以上のことからも、たいへん身体に良い植物と言えるでしょう。

ヨモギは3月から5月初旬にかけて柔らかい新芽が出てきます。食用にするのには、特にこの時季が旬と言えます。

身体に有効な成分が多く、健康に良いことと、3月頃の新芽のヨモギが食用にするのには良いことなどが、3月の桃の節句に使われる理由と言えるでしょう。

さて、ここまでで、ヨモギが3月3日の節句に選ばれたのには、その香りが良いことや、有効な成分のせいだ、という紹介をしました。

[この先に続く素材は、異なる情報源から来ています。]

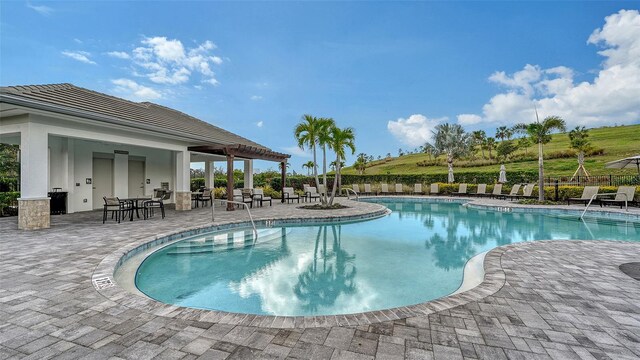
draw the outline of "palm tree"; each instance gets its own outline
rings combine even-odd
[[[489,151],[489,159],[493,159],[493,156],[491,155],[491,150],[496,148],[496,139],[492,137],[488,137],[484,142],[484,146]]]
[[[538,201],[544,201],[543,145],[551,141],[552,132],[566,131],[565,122],[559,116],[547,116],[540,122],[538,119],[538,111],[536,110],[536,122],[531,124],[518,124],[514,128],[519,132],[526,133],[532,142],[538,144]]]
[[[453,161],[469,152],[471,137],[459,124],[440,124],[432,132],[436,151],[447,155],[449,169],[453,169]]]
[[[589,130],[585,129],[585,127],[576,126],[575,129],[569,131],[569,140],[571,141],[571,148],[578,150],[578,169],[575,173],[573,173],[573,177],[576,175],[580,176],[580,174],[586,175],[589,177],[589,173],[587,169],[584,168],[584,153],[585,151],[591,148],[591,143],[589,142]],[[572,177],[572,179],[573,179]]]
[[[329,139],[329,148],[336,153],[336,175],[333,178],[333,188],[331,189],[331,199],[329,205],[333,204],[333,199],[336,197],[336,189],[338,188],[338,179],[340,178],[340,169],[342,168],[342,160],[345,159],[345,149],[349,148],[351,154],[355,154],[356,146],[355,132],[353,128],[340,129],[337,126],[331,128],[331,134]]]
[[[307,168],[307,175],[311,175],[311,169],[314,165],[314,162],[309,160],[306,163],[302,164],[302,168]]]
[[[316,180],[316,186],[320,184],[318,179],[318,161],[316,156],[316,145],[319,142],[319,133],[321,132],[319,121],[316,117],[305,114],[300,122],[293,130],[293,134],[298,141],[300,149],[307,146],[313,152],[313,176]]]
[[[477,130],[471,133],[471,138],[473,139],[473,146],[480,146],[480,150],[482,151],[482,158],[484,159],[484,147],[482,144],[487,138],[487,133],[484,130]]]
[[[331,129],[336,126],[332,118],[318,119],[318,145],[322,146],[322,184],[324,194],[322,195],[322,205],[327,204],[327,147],[331,141]]]
[[[436,148],[432,144],[426,143],[422,146],[422,152],[427,154],[429,160],[431,160],[431,158],[436,155]]]
[[[497,128],[496,129],[496,139],[500,139],[500,141],[503,141],[506,138],[507,138],[507,127],[506,126],[500,126],[499,128]]]

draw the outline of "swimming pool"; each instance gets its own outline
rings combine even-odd
[[[475,254],[546,239],[640,241],[640,223],[500,212],[437,200],[374,199],[376,220],[209,233],[156,251],[135,283],[158,301],[310,316],[422,303],[454,292]]]

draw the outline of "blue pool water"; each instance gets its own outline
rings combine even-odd
[[[417,304],[454,292],[475,254],[541,239],[640,241],[640,223],[374,200],[393,212],[342,225],[198,235],[139,267],[136,286],[181,306],[329,315]]]

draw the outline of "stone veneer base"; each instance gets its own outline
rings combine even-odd
[[[49,198],[18,199],[18,229],[37,230],[51,227]]]
[[[191,210],[191,191],[176,191],[176,210]]]

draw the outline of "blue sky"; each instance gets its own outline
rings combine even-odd
[[[640,2],[0,4],[0,84],[70,82],[184,111],[292,154],[309,113],[357,152],[560,115],[640,122]],[[353,162],[349,157],[347,163]],[[256,168],[275,168],[258,163]]]

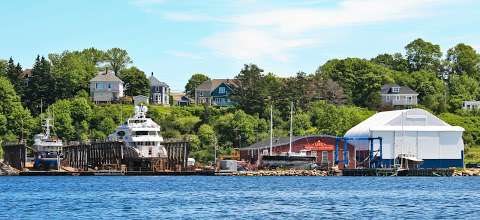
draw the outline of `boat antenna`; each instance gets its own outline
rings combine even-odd
[[[292,154],[292,139],[293,139],[293,101],[290,103],[290,144],[288,148],[288,155]]]

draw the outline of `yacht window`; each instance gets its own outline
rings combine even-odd
[[[157,132],[155,132],[155,131],[149,131],[149,132],[148,132],[148,135],[157,135]]]
[[[151,147],[148,148],[148,155],[152,155],[152,148]]]
[[[135,135],[148,135],[148,131],[136,131]]]

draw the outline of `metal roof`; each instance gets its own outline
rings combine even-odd
[[[406,109],[379,112],[351,128],[345,137],[369,137],[371,131],[456,131],[464,129],[451,126],[423,109]]]

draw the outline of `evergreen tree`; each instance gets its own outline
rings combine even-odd
[[[25,92],[25,80],[22,77],[22,72],[23,70],[22,66],[20,66],[20,63],[17,63],[17,65],[15,65],[15,62],[10,57],[7,64],[6,75],[20,97],[23,97],[23,94]]]
[[[264,112],[268,97],[263,70],[255,64],[245,65],[235,77],[238,85],[232,93],[232,100],[248,114]]]
[[[34,114],[40,112],[41,102],[44,106],[55,102],[55,80],[50,73],[50,62],[44,57],[37,56],[27,88],[24,101]]]

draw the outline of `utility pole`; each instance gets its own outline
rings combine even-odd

その他にも理由があります。それは、ヨモギはとても繁殖力の高い植物だという点です。

ヨモギの根っこはとても丈夫で引き抜くのは困難です。さらに、除草剤にも負けないほど、地下に地下に伸びている場合もあります。

その丈夫な根っこを取り去らない限りは、葉っぱは成長し続けてしまいます。しかし根っこがとても丈夫な上、地下に伸びている部分も多いため、それを取り去るのは一苦労ということです。

そんなヨモギに対して「子孫繁栄」という思いを重ね、女の子桃の節句のお祝いをしたのが、ヨモギでできた草餅の由来です。

寒い冬から春になり、柔らかく芽吹いたヨモギの新芽を使った草餅は、食べるだけで「ヨモギが春に向けて蓄えてきたエネルギーを頂ける」、そんな気がする和菓子ですね。

また、お花見の際には、ぜひ一緒に持って行ってください。ヨモギは肝臓にも良い、と言われているので花見酒をされる方にはちょうどよい花見だんごになりますよ。